The Technology At Hand
The most common approach to custom data preparation may be none at all. MOLAP, ROLAP, or HOLAP cubes provide immediate “slice and dice” and calculation-based analyses for relational databases; but they are limited in their source scope and performance, and devoid of governance. Otherwise raw or virtual tables at rest, or data federated through a logical data warehouse, are often used as direct fodder for analytic processes or platforms.
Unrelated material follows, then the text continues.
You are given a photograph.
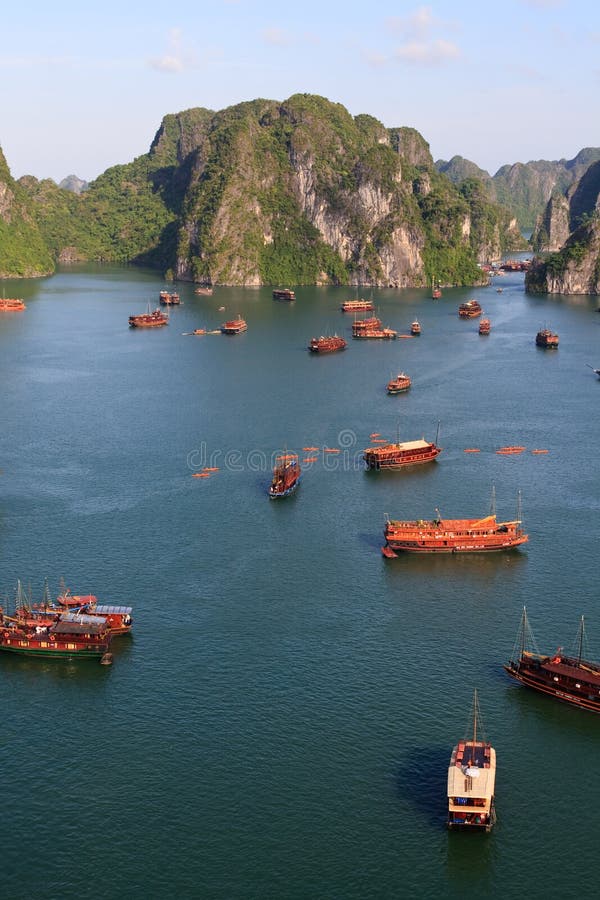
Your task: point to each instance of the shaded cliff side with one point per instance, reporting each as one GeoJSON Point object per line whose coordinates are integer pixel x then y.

Among the tools designed to handle the issue in a DB-agnostic way is IRI CoSort, or the new Voracity platform that uses CoSort, MR2, Spark, Storm, or Tez to prepare data. They support multi-source data discovery, integration, migration, governance and analytics in both preparatory and presentation frameworks that are typically cheaper, easier to configure, and faster than specialty data preparation and legacy ETL tools.
The benchmarks linked from the tabs in this section show a 2-20X improvement in time-to-visualization by using IRI data preparation software ahead of legacy BI tools and newer analytic platforms — all of which choke or die on big data. Beyond the proven power of this option are the established efficiencies of reusable data. Central data stores avoid handling overhead and synchronization problems that come from integrating data for every report.
For more real-time analyses, API-level tie-ups with BIRT and Boost functions in Eclipse combine data preparation with more advanced, open source presentation. The Voracity add-on for Splunk indexes cloud collections while preparing raw data locally or remotely.
Newer product offerings in the space (like Alteryx, Paxata, and Trifacta), which prepare data for analytics, are also worth a look for what they do and where they run (cloud). However, they would not have the benefit of IRI’s many more years of legacy and big data transformation — or data cleansing and masking — experience.